Huys de Dohm


The Garden

Due to personal reasons the garden is closed as of 2010. A limited number of group visits by appointment only. 

The gardens at Huys de Dohm, which were laid out by Ineke Greve, clearly reveal the influence of English garden designers such as Gertrude Jekyll (1843 - 1932) and Vita Sackville-West (1892 – 1962). Pruned hedges, espalier trees and lawns form the architectonic structure of the 14 different themed gardens, which were created by degrees between 1980 and 2004. The gardens consist of various “rooms” the designs of which incorporate topiary and single-coloured borders as well as decorative rural elements such as a flower meadow and a vegetable garden. The inner courtyard was the first part to be created. It features yew sculptures and a square of lime trees between the house, stables and coach house.

Huys de Dohm

As in the case of Vita Sackville-West’s garden, Huys de Dohm has a white garden which radiates a special atmosphere in the evening by moonlight. The white garden, which dates back to the time when the garden was first created, was redesigned in October 2003. Its colour scheme was, however, retained. The cottage garden has a double border in “purple and pink” and was adapted in 2004. Today, it is called the “long border”. Its redesign “in classical style” suits the small castle, which dates from 1647. In addition, there is a silent garden, a rose garden and a spring avenue planted with bulbs.

Huys de Dohm

The gardens were extended after 1985 to include a blue-yellow pond garden, a seed and picking garden, a wildflower meadow with an undulating hedge, a woodland garden with a stream leading to a frog pond and attractive groundcovers, a working garden with a greenhouse and a garden planted with groundcovers and peony bushes. Despite the numerous fragments, each garden area forms a harmonious composition in which the combinations of flowering and foliage plants in the monochrome borders and the ‘flame garden’ reveal a high level of creativity. The wildflower meadow with its often tiny botanical species, the laborious care of which is frequently underestimated by non-specialists, also testifies to a solid knowledge of gardening and to refined taste. The undulating beech hedge retains the view of the bell tower while screening the meadow, thus ensuring that it does not disturb the harmony of the rest of the composition when flowering is over.

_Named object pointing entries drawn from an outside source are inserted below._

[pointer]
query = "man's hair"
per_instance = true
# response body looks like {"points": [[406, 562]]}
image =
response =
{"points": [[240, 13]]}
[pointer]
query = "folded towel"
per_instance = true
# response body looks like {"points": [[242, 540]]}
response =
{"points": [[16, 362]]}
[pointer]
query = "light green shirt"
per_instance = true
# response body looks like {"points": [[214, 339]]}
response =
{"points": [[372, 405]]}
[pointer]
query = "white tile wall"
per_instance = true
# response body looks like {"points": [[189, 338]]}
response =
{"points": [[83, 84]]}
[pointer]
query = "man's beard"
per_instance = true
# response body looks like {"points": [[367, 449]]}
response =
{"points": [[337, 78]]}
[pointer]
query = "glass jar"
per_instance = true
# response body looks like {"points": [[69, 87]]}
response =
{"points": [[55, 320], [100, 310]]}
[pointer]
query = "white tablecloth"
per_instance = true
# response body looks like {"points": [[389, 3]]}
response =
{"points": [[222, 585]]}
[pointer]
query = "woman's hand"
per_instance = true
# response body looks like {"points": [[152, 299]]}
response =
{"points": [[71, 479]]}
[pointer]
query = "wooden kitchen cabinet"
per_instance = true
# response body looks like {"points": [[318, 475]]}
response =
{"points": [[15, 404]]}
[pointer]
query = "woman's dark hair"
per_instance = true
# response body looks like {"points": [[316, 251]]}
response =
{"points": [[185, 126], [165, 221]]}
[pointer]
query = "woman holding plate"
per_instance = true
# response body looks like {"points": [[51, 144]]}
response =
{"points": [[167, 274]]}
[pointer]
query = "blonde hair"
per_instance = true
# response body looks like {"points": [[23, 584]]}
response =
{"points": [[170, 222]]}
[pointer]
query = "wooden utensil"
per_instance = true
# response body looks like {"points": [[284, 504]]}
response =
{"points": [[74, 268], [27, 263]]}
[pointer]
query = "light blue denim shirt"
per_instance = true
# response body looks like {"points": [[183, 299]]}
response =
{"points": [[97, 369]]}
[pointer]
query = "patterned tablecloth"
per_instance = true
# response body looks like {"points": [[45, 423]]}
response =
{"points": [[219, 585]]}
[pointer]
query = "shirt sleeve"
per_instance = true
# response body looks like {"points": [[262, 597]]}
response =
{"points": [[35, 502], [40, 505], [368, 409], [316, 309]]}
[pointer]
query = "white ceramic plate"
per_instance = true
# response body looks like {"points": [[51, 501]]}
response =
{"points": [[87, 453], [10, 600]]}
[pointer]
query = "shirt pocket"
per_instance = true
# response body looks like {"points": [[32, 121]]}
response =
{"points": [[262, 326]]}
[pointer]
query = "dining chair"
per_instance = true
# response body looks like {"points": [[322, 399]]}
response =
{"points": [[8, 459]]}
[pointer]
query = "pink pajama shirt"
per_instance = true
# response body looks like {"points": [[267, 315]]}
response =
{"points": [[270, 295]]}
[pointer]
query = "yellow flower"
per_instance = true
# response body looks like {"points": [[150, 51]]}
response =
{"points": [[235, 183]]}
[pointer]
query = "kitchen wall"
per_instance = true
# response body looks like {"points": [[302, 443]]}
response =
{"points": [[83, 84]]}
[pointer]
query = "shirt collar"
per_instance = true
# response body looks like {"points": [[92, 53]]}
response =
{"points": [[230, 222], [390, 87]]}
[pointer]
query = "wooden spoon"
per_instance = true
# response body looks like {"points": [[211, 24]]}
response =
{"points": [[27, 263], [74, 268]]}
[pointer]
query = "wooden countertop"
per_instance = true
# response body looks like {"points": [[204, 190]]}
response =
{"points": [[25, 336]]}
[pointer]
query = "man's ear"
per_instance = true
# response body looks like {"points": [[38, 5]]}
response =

The Huys de Dohm gardens are classic examples of the ‘new gardening’ which has been practised in the Netherlands since the 1980s. Frequently those involved are self-taught women or couples who began gardening in their own villa gardens or on the former estates of disused historical farms.

Huys de Dohm

Over the years they have developed a high degree of artistic expressiveness and have become role models for other garden owners. ‘New gardening’ originates in the English cottage style of the early twentieth century. A change in thinking took place in the Netherlands after the seventies, during which purpose-oriented, easy-to-keep gardens or ecological gardens where nature was given as much free rein as possible had been promoted. Now the active design of nature was no longer taboo and gardens which required intensive work were no longer frowned upon. After the restoration and renovation of the buildings had taken place, the outside areas became the focus of attention.

Huys de Dohm

At the beginning of the 1980s, the range of plants on offer for interested gardeners was much less extensive than is the case today. Unusual herbaceous plants and scented roses could often only be obtained in England. Many pioneers of ‘new gardening’ found inspiration there. In line with the example of English gardens, private gardens in the Netherlands also began to be opened more and more frequently to the public.

It is striking how the cottage style has been developed in a particular way in the Netherlands. In England, this is often denoted as ‘Dutch gardening’.